I restructured the REPL interface to evaluate the code in a background thread instead of the main thread, so the rest of the UI isn't blocked. This took a long time because there were a ton of weird bugs I was running into with Vite, most of which I'm pretty sure weren't my fault. (I also added a settings indicator)
I added a setting called display times, which shows how much time was spent calculating the results. I also fixed several bugs with primitives, and a tricky one with bindings being re-called every time they were accessed. I also spent time writing a program to draw a Mandelbrot set fractal, which you can see in the image below. It renders 25 iterations on a 200x200 plane in 3.2s.
I added the quad Sleep, which halts execution for the given number of seconds. This required refactoring the entire codebase to use async functions everywhere, which took a long time. I also did a bunch of bugfixes.
I worked for around four hours, not sure why Hackatime says 20m.

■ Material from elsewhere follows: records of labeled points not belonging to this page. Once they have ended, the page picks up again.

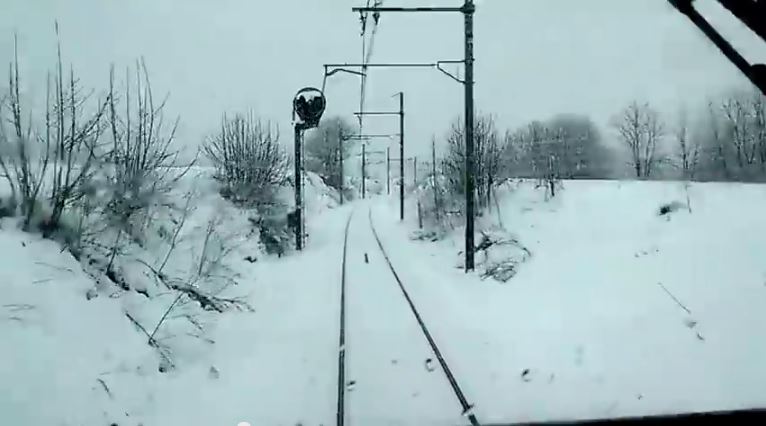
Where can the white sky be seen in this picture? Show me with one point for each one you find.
(534, 58)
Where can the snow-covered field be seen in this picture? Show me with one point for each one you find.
(586, 328)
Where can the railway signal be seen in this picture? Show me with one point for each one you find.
(308, 105)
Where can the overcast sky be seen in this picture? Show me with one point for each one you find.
(534, 58)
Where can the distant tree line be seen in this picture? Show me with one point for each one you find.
(725, 143)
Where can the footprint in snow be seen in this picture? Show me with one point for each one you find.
(526, 375)
(430, 365)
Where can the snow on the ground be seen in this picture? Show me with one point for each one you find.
(60, 351)
(585, 329)
(70, 358)
(393, 375)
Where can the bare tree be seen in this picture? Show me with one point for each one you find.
(324, 149)
(248, 158)
(24, 174)
(65, 146)
(487, 159)
(688, 151)
(641, 129)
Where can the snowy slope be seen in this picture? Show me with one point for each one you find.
(70, 347)
(585, 329)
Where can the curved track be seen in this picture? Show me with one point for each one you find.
(381, 348)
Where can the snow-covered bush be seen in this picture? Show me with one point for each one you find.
(249, 161)
(498, 254)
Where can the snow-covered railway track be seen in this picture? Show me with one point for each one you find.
(340, 413)
(465, 405)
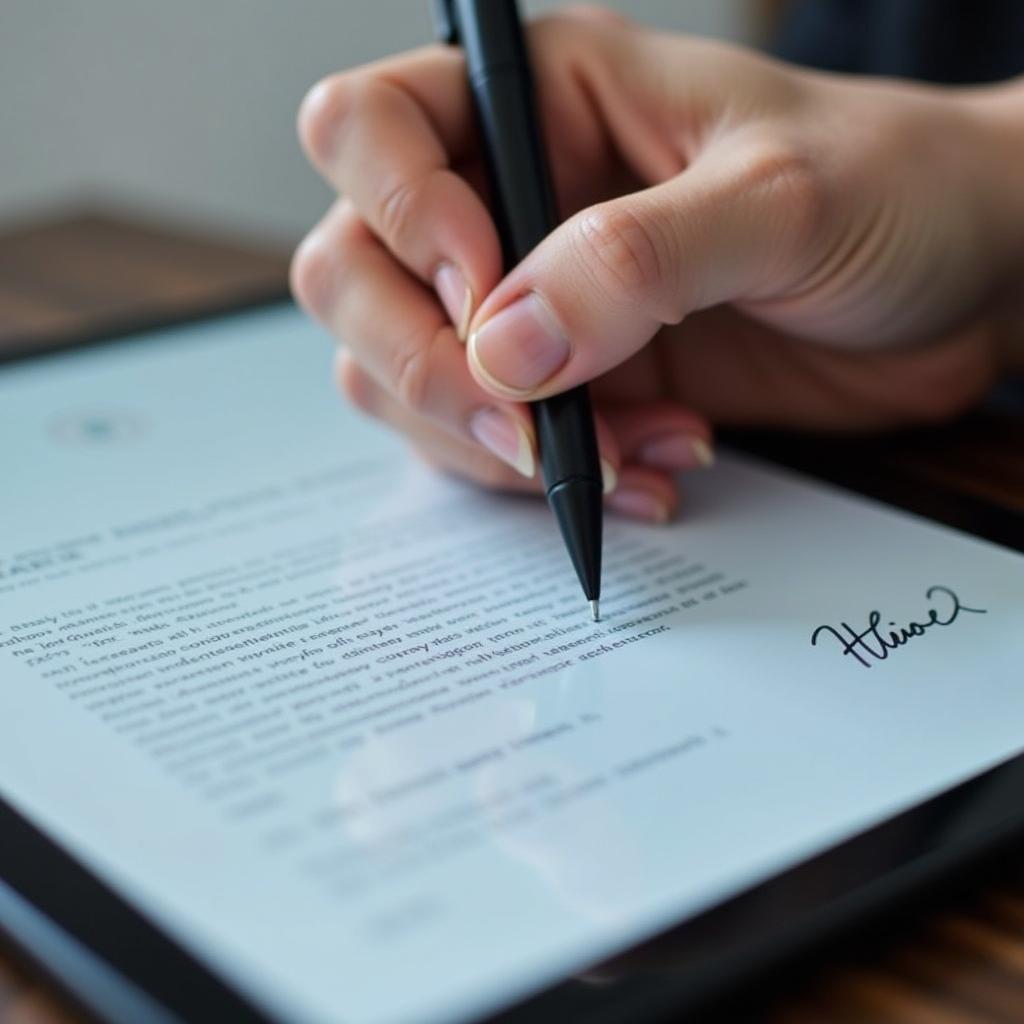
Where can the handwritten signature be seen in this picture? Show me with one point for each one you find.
(879, 640)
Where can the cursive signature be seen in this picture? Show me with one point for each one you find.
(878, 640)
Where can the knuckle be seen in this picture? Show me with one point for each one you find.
(621, 251)
(324, 108)
(788, 175)
(411, 370)
(323, 261)
(354, 383)
(311, 271)
(399, 205)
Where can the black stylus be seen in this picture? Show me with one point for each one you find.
(523, 207)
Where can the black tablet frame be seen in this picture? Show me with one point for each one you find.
(117, 965)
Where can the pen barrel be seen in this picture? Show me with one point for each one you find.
(522, 201)
(498, 67)
(566, 422)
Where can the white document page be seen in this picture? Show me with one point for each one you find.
(346, 729)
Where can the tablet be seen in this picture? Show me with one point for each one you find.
(293, 729)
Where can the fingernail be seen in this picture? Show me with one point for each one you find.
(506, 437)
(638, 504)
(609, 478)
(456, 296)
(676, 452)
(520, 347)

I made expressions have different roles. Previously, both 1 + 2
and 1 (0⊃⟨+⟩) 2
would work and come out to 3
, but the latter is very weird and means you can end up with expressions which were parsed differently based on the values of their tines at runtime. Now, only the former works, and if you want to call a function from an expression, you have to specify its arity with ₀ subject
, ₁ monad
, and ₂ dyad
.
I added the function ⊚ where
to the language, which gives a list of the indices of ones in the input, with an extension for non-boolean arrays. I am planning to extend this behavior to higher rank arrays in the future. The main time spent here, though, was in fixing a bug with a function used a lot internally, since I had to make changes to a ton of functions. In the screenshot you can see how this bug previously affected the structures of arrays and how it has been remedied.
I added dfns (dynamic functions) to the language. This is a syntax for writing functions with lexically scoped arguments -- x being the left argument and y the right argument.
The snippet in the screenshot defines a function In
to check if the array y contains items of the array x, and uses it to filter the numbers from 2 to 30 by whether they are prime.
FIXAPL is a programming language inspired by APL, re-imagined using fixed-arity functions all the way down. APL is a language which uses special characters as function names and multidimensional arrays as the primary datatype, allowing for very concise and elegant code. Fixed-arity means that contrary to other APL dialects, there are no variadic functions. That seems like it would be a disadvantage, but it actually provides a lot of benefits, aiding readability of the language as well as providing more expressive tacit (point-free) forms of construction.
This was widely regarded as a great move by everyone.